Para un cierto tipo de aficionado a la música, descubrir que muchas de las canciones más asociadas a Barry Manilow no fueron escritas por él puede producir una sensación extraña, casi comparable a una pequeña traición sentimental. No porque el artista haya ocultado deliberadamente la verdad, sino porque durante años su voz, su estilo y su personalidad quedaron tan profundamente fusionados con esas canciones que parecía imposible imaginar otro origen.



La desilusión nace de una expectativa muy moderna. Desde los años sesenta, el rock nos enseñó a valorar la figura del cantautor: el artista que escribe sus propias palabras, compone sus melodías y convierte sus experiencias en canciones. Bajo ese paradigma, la autoría se convirtió en una medida de autenticidad. Por ello, cuando descubrimos que éxitos emblemáticos de Barry Manilow procedían de otros compositores, sentimos que una parte del relato que habíamos construido sobre él se tambalea.
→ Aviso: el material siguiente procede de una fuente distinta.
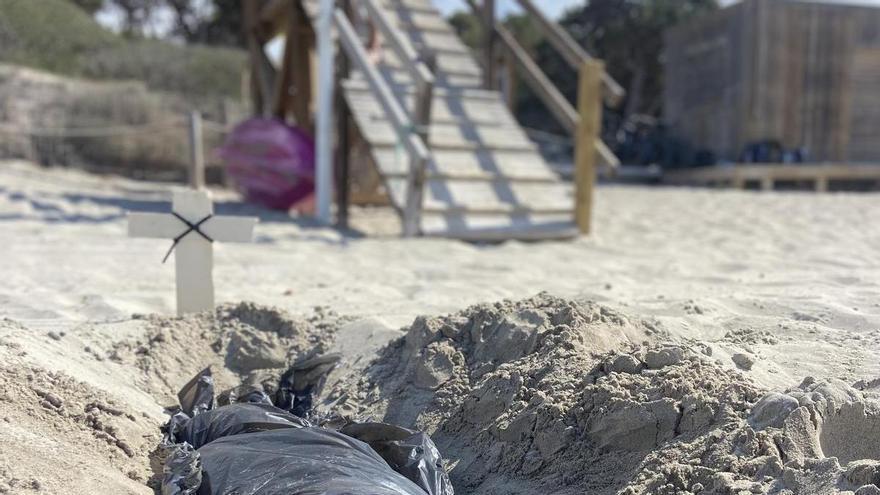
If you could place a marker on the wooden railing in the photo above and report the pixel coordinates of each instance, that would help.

La sorpresa es aún mayor cuando aparecen títulos tan identificados con su figura como Mandy, escrita originalmente por Scott English, o I Write the Songs, compuesta por Bruce Johnston. Pero la lista no termina ahí. También ocurre con Weekend in New England, obra de Randy Edelman, y con Looks Like We Made It, escrita por Will Jennings y Richard Kerr. Resulta llamativo que algunas de las interpretaciones más representativas de su carrera hayan sido concebidas por otros, cuando para el público parecen inseparables de su identidad artística.
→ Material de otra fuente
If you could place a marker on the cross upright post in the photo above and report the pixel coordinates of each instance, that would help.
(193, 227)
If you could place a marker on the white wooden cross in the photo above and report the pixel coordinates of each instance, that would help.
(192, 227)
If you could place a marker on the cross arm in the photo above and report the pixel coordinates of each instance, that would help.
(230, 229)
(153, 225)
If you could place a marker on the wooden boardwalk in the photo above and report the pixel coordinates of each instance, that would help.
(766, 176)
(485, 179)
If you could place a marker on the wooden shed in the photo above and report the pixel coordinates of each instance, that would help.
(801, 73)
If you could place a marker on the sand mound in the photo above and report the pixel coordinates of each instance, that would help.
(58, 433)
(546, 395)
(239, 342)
Sin embargo, esa decepción también revela un prejuicio cultural. Durante gran parte del siglo XX, los intérpretes más admirados no eran necesariamente quienes escribían las canciones. La grandeza de figuras como Frank Sinatra o Ella Fitzgerald residía precisamente en su capacidad para transformar una obra ajena en algo irrepetiblemente propio. En ese sentido, el caso de Manilow resulta menos una impostura que una demostración de talento interpretativo.


Quizá lo verdaderamente sorprendente es que la ilusión haya sido tan convincente. Si millones de personas llegaron a creer que aquellas canciones nacieron de Barry Manilow, fue porque él logró apropiarse emocionalmente de ellas. Las cantó con tal convicción que terminó borrando, en la memoria colectiva, la distancia entre compositor e intérprete.


Así, la decepción inicial suele dar paso a una comprensión más profunda. Barry Manilow tal vez no fue el autor de toda la música con la que lo identificamos, pero sí fue el responsable de convertirla en parte de nuestras vidas. Y, al final, esa capacidad de transformar canciones en recuerdos puede ser una forma de arte tan extraordinaria como escribirlas.